A potometer, or transpirometer, is a device used to measure the rate of transpiration, or the rate of loss of water, from the leaves of a plant. Potometer readings will typically vary according to factors in the environment, such as temperature, light, humidity, breeziness and the available supply of water for the plant. A very simple potometer can be made by inserting a leaf-bearing plant stem snugly into a piece of plastic tubing and connecting the tubing to a pipette, or graduated length of glass tubing, full of water. It is important to prevent any air from entering the apparatus, so potometers are often assembled underwater, with everything submerged apart from the leaves. Changes in the level of water in the pipette are noted over time to assess the rate of water uptake by the plant, which corresponds to loss of water from the leaves.

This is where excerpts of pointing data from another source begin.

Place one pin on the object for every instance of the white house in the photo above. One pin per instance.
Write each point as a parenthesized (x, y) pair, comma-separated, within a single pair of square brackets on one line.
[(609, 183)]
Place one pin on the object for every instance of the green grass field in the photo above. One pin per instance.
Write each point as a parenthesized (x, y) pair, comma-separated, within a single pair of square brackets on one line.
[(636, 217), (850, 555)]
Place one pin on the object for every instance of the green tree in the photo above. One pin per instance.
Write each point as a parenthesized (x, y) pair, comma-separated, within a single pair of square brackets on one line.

Plant roots take up water and minerals from the soil and transport them up the stem to the leaves through specialized tissue known as xylem. Xylem consists of numerous tiny channels which run vertically all the way up the plant. When water reaches the leaves, it evaporates through openings called stomata. As water molecules tend to stick together, this evaporation from the top of the plant exerts an upward pull on the vertical columns of water in the xylem. By setting up a potometer experiment, transpiration rates can be measured when various environmental factors are changed.

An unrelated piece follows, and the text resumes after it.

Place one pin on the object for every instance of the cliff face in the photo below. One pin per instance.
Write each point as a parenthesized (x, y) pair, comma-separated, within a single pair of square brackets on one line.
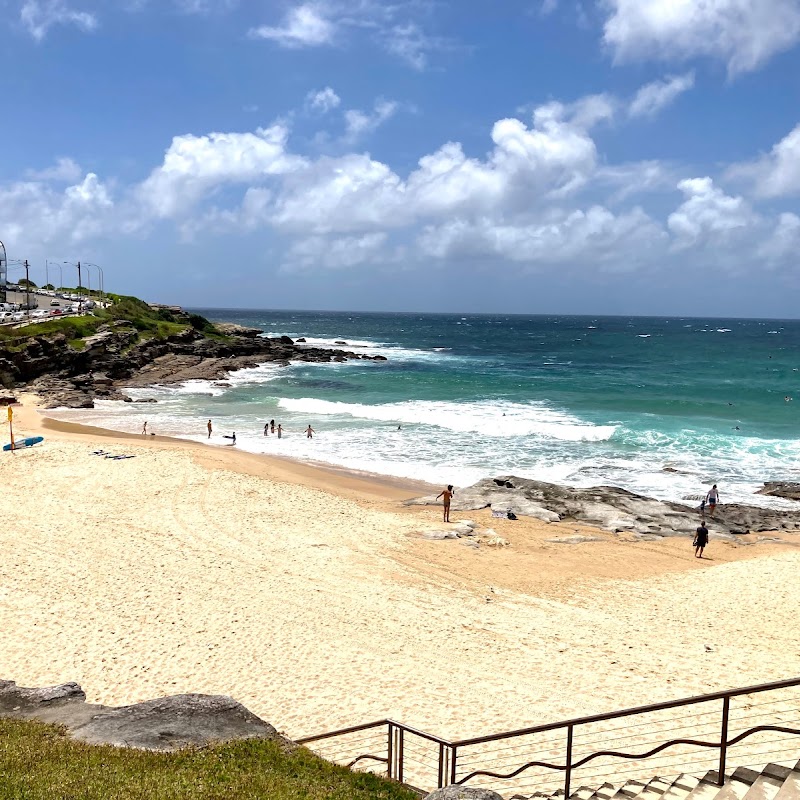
[(73, 374)]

One type of potometer design commonly used in the biology classroom is the bubble potometer, where the rate of movement of a bubble of air inside a column of water is used to measure the transpiration rate of a plant. The bubble is introduced into the system by allowing a small amount of air into the end of the glass tubing connected to the plant, before submerging the tubing in a container of water. As water is taken up by the plant, the bubble will be seen to move along the tube, and marks made along the side of the tube allow the bubble’s rate of progress to be measured.

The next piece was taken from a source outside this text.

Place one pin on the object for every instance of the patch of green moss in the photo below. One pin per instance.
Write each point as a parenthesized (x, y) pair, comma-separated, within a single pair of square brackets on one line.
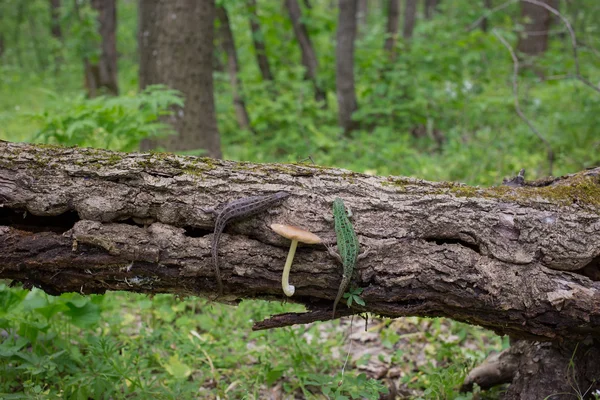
[(581, 190)]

Using the potometer, transpiration rates can be assessed in different situations. Leaf stomata tend to open in response to light, so more light means increased transpiration. An insufficient water supply causes stomata to close, which decreases transpiration. It is generally found that higher temperatures and drier air around the leaves increase the evaporation of water and cause a faster transpiration rate. Still conditions allow water vapor to collect around the stomata, discouraging evaporation, so windy conditions tend to speed up transpiration rates.